Lexidata, Sedidacta, Edudacta

Dans un recoin obscur de mon école, j’ai trouvé une bonne douzaine de mystérieuses boîtes contenant des appareils qui m’ont intrigué. Ils s’appellent « SEDIDACTA ». Ce sont des ordinateurs qui fonctionnent sans pile et sans écran !
Je me souviens, dans les années 80, d’un numéro spécial de Sciences et Vie qui contenait un ordinateur… en carton. Ce n’était pas une maquette d’ordinateur, mais un véritable appareil, qu’il fallait monter, et qui simulait en quelque sorte le fonctionnement d’un ordinateur. j’ai passé des heures là-dessus…Le Sedidacta, c’est pareil, mais en mieux, parce que ça fonctionne vraiment…C’est un appareil en plastique, qui doit contenir de multiples ressorts et engrenages, et qui est un peu comme une serrure à combinaison de coffre-fort. Il s’agit de donner la réponse à douze questions.
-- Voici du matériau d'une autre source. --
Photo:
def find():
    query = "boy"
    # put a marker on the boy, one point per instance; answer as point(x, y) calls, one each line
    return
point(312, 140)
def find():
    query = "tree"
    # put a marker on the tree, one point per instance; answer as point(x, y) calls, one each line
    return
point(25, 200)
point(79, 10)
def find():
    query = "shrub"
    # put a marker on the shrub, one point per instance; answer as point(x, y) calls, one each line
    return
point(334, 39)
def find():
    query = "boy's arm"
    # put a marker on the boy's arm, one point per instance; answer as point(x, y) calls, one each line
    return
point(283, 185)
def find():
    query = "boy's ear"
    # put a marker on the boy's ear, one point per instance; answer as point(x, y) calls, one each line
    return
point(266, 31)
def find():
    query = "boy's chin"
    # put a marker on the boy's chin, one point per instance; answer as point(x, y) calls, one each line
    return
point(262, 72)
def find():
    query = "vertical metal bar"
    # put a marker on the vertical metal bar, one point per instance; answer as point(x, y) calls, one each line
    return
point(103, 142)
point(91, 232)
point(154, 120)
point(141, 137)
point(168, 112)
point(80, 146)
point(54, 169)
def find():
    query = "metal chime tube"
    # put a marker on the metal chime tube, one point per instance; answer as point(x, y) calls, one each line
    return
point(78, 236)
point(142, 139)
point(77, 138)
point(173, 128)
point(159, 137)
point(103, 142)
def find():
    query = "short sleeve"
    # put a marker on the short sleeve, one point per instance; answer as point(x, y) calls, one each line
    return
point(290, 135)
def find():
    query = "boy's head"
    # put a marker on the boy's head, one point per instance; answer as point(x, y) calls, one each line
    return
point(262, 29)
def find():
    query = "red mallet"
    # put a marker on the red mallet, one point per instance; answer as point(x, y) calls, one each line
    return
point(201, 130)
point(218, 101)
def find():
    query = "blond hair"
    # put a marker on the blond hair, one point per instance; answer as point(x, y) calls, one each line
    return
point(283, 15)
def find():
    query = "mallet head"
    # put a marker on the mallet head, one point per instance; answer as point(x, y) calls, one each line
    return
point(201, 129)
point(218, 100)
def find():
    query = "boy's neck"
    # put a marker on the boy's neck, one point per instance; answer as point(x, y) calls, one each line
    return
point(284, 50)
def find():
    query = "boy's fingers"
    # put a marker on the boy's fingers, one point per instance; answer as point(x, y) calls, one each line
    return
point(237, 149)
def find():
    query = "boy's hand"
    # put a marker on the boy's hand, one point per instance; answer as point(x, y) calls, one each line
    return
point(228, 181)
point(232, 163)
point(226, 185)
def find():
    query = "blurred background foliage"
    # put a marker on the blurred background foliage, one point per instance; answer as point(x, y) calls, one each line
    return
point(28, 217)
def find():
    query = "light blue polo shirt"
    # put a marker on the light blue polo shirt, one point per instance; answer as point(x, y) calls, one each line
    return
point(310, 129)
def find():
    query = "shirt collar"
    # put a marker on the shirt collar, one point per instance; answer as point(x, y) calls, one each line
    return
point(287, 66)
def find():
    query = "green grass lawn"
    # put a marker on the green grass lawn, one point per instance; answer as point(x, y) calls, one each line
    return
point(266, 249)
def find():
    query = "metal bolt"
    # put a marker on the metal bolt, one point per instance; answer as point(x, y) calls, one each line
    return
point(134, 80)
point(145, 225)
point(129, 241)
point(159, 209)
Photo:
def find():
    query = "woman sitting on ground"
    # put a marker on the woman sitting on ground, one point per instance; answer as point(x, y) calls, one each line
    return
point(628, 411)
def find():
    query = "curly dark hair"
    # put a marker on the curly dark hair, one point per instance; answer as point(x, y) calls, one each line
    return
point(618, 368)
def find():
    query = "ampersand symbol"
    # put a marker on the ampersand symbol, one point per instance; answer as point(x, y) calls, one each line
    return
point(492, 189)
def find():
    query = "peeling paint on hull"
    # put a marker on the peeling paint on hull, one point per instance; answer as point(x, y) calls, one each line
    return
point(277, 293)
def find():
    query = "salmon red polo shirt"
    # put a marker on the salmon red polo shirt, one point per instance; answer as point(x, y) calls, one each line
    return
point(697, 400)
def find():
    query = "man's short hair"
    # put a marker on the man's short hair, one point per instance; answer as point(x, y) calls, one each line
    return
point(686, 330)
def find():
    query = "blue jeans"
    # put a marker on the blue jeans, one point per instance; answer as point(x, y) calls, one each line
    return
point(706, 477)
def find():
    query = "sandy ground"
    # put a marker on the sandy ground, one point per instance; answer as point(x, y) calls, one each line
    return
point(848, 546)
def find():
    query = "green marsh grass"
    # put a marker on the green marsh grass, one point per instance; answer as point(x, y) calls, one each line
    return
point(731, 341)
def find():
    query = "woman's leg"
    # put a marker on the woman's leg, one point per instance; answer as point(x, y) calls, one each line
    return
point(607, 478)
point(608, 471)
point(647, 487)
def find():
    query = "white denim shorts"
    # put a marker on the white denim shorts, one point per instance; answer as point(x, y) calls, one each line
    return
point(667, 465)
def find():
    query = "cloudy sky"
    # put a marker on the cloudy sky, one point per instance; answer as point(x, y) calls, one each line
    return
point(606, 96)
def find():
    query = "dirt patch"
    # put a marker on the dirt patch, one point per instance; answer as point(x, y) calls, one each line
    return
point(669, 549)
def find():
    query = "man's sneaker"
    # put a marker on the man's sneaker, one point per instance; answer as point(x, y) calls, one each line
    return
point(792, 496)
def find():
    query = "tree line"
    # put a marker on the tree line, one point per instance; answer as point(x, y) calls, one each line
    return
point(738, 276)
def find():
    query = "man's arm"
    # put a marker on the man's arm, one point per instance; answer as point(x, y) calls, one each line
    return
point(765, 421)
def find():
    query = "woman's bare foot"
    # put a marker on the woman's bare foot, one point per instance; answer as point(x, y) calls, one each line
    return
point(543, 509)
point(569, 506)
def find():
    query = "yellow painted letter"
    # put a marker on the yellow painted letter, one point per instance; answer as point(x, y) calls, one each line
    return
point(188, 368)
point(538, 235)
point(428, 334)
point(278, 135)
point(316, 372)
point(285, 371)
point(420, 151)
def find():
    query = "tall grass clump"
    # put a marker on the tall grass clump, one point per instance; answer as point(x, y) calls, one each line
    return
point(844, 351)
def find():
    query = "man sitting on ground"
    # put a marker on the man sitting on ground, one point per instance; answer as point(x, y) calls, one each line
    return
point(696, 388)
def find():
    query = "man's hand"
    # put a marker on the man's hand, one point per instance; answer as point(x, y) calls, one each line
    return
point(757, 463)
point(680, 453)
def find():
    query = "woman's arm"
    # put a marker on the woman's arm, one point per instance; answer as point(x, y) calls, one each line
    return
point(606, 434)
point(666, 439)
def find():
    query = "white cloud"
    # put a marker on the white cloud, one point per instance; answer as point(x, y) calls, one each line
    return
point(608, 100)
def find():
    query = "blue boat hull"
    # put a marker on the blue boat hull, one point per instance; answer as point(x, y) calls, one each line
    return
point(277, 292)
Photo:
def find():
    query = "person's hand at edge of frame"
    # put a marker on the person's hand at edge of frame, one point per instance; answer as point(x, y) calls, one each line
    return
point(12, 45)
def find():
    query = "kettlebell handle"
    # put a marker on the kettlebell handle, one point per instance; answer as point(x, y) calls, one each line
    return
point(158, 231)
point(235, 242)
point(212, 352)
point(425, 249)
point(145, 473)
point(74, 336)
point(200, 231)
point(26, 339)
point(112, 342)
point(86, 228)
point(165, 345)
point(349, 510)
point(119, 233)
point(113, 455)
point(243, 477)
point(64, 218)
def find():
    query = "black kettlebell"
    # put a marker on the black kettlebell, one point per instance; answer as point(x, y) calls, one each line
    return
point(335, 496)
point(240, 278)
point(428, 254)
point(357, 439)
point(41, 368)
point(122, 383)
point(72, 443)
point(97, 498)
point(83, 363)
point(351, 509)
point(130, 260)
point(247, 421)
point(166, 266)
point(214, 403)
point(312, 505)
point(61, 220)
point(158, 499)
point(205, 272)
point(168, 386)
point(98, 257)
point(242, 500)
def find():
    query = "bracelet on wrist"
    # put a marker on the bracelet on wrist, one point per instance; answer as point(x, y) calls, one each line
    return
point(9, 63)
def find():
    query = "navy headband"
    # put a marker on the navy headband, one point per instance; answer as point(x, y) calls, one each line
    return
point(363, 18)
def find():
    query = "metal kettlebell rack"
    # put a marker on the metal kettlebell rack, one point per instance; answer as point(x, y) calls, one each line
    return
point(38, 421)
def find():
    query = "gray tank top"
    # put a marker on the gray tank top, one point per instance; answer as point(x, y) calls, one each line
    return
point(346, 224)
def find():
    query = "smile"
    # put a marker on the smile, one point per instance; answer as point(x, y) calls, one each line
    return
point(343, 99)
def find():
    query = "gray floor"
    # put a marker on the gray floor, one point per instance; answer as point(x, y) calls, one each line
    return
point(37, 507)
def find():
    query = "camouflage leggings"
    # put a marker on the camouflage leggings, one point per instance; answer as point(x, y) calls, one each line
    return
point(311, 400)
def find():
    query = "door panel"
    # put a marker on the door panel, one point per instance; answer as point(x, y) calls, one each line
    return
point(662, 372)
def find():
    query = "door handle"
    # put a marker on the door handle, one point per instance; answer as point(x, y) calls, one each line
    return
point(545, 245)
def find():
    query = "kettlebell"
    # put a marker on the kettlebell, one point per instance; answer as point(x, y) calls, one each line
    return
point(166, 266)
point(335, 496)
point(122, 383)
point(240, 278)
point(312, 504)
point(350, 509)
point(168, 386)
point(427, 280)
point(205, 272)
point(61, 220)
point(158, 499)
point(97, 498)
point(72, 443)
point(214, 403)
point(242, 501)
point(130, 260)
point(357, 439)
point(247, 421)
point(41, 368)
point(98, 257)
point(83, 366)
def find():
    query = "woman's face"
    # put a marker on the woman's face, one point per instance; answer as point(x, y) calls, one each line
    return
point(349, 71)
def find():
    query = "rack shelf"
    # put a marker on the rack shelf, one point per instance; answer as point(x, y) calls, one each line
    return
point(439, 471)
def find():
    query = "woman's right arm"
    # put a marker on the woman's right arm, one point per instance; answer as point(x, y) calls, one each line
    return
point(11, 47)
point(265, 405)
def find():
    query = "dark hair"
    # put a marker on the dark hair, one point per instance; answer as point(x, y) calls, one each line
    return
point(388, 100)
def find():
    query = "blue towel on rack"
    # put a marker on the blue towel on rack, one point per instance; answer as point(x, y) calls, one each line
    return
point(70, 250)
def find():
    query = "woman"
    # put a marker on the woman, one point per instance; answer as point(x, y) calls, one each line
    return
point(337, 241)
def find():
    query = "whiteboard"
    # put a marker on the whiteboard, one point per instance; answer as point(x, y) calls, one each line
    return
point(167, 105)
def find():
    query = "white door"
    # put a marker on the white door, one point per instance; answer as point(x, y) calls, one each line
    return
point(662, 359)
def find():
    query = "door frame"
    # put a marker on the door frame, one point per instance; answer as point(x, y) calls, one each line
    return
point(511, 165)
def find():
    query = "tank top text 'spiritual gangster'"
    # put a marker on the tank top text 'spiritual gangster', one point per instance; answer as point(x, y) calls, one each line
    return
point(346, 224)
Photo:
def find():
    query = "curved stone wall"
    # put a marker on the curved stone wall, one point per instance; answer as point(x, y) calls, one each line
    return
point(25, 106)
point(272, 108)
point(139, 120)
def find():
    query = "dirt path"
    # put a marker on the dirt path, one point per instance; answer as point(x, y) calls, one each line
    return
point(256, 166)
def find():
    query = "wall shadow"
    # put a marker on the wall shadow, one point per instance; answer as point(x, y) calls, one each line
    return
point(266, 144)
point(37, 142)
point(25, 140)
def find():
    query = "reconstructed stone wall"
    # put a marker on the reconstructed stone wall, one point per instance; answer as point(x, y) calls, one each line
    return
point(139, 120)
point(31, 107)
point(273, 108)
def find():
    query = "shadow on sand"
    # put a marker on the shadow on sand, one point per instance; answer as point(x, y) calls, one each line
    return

En cas de réussite, un signal visuel et sonore se déclenche.

On l’utilise grâce à des fiches, qui posent des questions, auxquelles il faut répondre en faisant glisser de petits curseurs. Idéal pour les ateliers autonomes en maternelle !


Après avoir fait de nombreuses recherches, je pensais aujourd’hui passer un appel par l’intermédiaire de cet article de blog. J’ai malgré tout fait une ultime recherche, et là Bingo ! J’ai trouvé. En réalité, le SEDIDACTA s’appelle également LEXIDATA ou EDUDACTA. Il est fabriqué depuis plus de 40 ans par une entreprise canadienne. Et il est toujours en vente, sur Internet.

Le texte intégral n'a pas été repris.